A study published in the Journal of Bombay Natural History in the year 2006 on sloth bear distribution, confirms that secure habitat of high quality for sloth bears to be only about 10 per cent of the forest area in India. While we do know that these shy animals prefer terrains that are most often avoided by humans, we have to realise that such landscapes are subjected to large-scale land mining. Similarly, knowing that they occur in multi-use forests dominated by humans further necessitates the recognition of such habitats as important areas for sloth bear conservation.
In such a case, prioritisation of conservation landscapes is pivotal. “Drastic changes in land-use, like converting degraded scrub forests, multi-use unprotected forests to agricultural/industrial land, can pose severe problems to the long-term persistence of sloth bears in India. These areas do not necessarily require the tag of a “protected area”. Rather, drastic land-use changes must be minimized so that these areas can continue to be cohabited by people and wildlife,” insists Mahi.
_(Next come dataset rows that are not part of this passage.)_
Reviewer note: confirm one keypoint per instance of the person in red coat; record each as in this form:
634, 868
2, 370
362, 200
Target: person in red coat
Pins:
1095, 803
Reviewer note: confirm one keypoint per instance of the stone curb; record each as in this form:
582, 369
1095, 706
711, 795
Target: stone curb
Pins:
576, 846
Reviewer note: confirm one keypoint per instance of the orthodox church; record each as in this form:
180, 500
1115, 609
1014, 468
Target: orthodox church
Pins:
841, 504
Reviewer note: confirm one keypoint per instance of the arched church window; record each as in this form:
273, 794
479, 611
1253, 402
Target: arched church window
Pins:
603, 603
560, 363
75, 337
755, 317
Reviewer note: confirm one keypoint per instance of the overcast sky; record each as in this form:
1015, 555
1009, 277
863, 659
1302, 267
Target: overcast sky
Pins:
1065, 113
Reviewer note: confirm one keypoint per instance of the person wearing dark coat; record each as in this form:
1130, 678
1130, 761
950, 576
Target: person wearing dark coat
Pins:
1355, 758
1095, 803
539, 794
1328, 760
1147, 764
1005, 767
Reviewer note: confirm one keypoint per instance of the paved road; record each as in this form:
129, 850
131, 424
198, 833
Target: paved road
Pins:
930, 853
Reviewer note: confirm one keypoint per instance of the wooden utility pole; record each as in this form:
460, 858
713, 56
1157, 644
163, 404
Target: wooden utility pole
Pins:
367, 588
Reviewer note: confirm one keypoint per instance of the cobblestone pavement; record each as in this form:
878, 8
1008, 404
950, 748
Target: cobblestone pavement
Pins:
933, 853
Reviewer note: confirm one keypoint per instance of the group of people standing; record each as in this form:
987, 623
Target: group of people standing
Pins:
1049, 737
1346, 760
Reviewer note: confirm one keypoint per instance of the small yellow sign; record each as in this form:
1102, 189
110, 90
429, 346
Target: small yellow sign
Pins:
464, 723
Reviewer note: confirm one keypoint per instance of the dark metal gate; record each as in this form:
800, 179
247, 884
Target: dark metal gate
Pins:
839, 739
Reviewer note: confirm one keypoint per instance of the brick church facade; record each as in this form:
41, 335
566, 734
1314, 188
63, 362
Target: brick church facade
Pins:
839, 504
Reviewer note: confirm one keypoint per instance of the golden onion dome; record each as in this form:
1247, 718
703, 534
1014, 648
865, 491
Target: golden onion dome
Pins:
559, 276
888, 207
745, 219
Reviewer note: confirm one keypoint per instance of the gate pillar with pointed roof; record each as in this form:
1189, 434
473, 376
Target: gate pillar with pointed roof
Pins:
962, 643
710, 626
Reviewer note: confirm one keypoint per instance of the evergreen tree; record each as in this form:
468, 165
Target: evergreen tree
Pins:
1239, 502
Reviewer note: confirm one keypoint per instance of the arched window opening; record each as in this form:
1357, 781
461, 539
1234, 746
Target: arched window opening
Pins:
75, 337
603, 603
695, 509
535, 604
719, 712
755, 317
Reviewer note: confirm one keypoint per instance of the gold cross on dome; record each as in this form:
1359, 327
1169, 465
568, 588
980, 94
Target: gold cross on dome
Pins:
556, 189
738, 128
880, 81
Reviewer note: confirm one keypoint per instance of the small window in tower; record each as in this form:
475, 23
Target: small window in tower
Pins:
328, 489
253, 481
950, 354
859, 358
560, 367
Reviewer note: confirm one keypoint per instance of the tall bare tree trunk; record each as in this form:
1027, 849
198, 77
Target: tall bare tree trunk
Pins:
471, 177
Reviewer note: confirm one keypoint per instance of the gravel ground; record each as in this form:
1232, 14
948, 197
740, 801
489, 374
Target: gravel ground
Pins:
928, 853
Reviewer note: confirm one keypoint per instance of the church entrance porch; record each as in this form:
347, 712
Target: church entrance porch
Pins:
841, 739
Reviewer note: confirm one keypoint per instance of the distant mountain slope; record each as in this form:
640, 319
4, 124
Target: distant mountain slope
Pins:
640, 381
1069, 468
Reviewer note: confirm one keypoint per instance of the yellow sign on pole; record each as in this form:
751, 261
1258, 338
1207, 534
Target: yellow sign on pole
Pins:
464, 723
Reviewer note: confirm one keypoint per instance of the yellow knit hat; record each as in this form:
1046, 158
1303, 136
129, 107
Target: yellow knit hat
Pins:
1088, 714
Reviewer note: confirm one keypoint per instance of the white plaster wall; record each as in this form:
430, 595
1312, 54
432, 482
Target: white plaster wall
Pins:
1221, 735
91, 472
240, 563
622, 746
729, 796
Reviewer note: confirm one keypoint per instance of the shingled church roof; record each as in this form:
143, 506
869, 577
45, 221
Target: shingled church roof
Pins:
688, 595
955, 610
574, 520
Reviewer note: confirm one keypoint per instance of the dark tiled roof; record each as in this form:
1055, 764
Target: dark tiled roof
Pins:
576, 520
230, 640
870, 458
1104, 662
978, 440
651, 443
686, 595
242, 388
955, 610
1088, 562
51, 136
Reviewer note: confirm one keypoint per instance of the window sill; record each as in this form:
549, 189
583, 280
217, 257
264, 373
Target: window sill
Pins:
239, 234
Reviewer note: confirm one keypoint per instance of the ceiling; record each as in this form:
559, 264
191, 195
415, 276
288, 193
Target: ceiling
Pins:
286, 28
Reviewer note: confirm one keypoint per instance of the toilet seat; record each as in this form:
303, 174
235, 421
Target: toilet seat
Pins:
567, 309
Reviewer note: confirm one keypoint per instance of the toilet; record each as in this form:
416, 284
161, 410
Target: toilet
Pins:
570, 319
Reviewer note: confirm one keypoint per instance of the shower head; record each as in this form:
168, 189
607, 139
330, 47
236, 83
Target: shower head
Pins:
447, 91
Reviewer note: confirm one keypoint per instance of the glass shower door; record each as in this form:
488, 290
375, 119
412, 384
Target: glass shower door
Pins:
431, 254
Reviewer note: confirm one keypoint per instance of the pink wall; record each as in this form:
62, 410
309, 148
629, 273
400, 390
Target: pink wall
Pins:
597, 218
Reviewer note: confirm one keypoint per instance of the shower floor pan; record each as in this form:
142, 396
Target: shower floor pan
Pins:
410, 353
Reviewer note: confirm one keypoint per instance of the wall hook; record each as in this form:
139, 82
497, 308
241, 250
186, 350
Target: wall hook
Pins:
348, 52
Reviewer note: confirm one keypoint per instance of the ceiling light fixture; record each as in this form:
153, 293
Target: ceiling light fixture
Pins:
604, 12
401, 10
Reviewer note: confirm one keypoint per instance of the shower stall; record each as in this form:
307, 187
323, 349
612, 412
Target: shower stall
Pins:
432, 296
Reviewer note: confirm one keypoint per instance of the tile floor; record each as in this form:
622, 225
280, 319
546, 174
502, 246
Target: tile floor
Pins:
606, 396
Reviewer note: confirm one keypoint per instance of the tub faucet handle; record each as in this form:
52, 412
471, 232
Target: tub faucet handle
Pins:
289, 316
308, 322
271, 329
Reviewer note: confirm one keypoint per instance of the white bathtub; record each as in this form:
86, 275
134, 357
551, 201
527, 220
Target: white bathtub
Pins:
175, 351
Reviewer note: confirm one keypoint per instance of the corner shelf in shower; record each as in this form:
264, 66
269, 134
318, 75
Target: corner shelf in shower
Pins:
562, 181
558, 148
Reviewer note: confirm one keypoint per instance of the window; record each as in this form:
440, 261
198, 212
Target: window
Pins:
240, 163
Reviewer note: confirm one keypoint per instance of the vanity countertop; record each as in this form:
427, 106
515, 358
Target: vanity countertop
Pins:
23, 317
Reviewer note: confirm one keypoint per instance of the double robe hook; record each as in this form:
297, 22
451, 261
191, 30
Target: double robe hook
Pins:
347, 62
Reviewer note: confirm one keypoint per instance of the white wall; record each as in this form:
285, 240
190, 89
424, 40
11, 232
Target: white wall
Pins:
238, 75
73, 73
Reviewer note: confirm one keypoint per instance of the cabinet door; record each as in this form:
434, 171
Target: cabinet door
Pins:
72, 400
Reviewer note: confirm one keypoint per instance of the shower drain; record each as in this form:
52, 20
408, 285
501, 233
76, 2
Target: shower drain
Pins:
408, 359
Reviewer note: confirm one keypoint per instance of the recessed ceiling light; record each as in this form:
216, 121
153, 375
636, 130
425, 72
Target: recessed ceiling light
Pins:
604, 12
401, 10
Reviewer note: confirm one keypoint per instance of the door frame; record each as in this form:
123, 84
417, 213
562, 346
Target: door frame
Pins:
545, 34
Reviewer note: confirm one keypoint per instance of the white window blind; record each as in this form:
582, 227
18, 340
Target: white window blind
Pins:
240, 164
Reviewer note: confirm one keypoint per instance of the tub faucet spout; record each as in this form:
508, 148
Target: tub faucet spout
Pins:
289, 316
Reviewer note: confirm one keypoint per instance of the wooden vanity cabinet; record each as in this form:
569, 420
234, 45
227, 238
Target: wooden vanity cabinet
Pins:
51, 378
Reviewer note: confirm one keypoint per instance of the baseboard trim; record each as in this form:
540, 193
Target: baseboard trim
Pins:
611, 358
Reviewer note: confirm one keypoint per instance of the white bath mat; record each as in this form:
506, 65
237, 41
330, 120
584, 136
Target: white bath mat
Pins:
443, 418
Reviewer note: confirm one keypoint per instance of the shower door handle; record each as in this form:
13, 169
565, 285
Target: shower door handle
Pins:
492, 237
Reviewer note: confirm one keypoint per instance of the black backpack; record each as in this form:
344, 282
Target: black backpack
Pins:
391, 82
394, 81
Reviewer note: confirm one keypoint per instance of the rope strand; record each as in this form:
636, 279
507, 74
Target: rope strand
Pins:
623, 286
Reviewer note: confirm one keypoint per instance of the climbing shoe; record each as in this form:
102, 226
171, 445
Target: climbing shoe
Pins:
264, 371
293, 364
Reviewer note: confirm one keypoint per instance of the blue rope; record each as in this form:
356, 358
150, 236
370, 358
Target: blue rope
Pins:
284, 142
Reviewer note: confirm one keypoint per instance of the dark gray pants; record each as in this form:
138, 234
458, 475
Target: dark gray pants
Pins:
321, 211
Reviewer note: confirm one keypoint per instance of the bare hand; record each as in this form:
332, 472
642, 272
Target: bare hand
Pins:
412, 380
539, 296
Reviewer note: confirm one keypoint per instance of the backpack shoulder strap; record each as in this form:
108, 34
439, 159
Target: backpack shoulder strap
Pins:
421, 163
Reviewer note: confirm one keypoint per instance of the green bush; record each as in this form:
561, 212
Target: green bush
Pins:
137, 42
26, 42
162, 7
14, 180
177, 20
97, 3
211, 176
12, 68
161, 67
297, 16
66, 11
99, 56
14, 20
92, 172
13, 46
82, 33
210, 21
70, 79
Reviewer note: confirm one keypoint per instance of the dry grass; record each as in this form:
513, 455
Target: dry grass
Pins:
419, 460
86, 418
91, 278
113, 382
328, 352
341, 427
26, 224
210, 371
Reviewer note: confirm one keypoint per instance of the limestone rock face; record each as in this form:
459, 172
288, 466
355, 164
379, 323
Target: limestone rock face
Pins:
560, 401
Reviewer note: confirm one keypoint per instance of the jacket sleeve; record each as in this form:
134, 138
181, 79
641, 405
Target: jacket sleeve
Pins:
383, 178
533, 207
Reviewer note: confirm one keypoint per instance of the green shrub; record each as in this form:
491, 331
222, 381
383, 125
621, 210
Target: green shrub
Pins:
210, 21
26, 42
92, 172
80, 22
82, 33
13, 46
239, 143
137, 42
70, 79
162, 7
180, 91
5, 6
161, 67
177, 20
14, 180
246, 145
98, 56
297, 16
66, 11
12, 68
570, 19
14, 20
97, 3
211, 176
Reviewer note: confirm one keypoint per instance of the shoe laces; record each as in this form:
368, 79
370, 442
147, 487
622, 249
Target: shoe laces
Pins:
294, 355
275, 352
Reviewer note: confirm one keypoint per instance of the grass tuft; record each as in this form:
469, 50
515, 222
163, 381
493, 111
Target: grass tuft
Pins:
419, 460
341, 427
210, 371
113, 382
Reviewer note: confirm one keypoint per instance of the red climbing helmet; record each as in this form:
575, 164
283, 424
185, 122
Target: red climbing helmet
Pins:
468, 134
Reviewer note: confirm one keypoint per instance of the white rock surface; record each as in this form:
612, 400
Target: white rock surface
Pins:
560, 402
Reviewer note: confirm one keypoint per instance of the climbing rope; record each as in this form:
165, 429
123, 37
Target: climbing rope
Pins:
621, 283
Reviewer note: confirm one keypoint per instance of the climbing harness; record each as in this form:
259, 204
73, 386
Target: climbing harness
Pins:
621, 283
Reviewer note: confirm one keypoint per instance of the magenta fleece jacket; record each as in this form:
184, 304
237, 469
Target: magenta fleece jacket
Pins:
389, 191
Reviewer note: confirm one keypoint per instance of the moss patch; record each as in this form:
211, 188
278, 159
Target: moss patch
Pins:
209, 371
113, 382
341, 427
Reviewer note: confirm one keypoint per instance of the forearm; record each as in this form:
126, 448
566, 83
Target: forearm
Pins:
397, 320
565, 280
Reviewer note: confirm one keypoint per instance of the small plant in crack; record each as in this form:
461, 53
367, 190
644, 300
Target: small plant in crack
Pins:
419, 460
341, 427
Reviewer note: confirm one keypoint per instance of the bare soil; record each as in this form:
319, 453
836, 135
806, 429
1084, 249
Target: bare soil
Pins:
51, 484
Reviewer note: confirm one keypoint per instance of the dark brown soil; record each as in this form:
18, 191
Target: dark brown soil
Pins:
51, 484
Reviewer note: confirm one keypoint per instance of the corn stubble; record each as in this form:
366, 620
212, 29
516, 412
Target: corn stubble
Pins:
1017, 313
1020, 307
Excess quarrying and mining has further shrunk sloth bear habitats – fragmenting and isolating its population. As over-harvesting of forest produce and landgrab for mining escalate, sloth bears have less access to food, which include termite and ant nests, not to forget, it’s desired, honeycomb. Due to this, sloth bears, which are highly adaptable, venture closer to human-dominated areas in search of food. This situation has further led to rise in human-wildlife conflicts, resulting in loss to both sides.
Mahi adds, “Conservation of sloth bears should therefore, expand beyond just the current protected area system. It should include larger human-dominated landscapes shared by sloth bears and humans, in order to conserve the species. This approach might hold potential conservation benefits to many other species like leopards, hyaenas and wolves, which also occur in similar habitats.”
After several incidents of man-elephant interactions in the past six months in Tumakuru district, which has led to the death of two wild sloth bears – the government has finally decided to take action. If all goes well, Karnataka will get its second bear sanctuary (the first being Daroji) in Tumakuru.
The Thimmalapura State Reserve Forest will be notified as a sanctuary, and will host over 45 bears that are estimated to reside in the region. The sanctuary can however hold up to 250 bears. It is a hope that in the future, the state government will leverage science-based conservation efforts and initiatives to protect this charismatic species in protected as well as non-protected areas in Karnataka.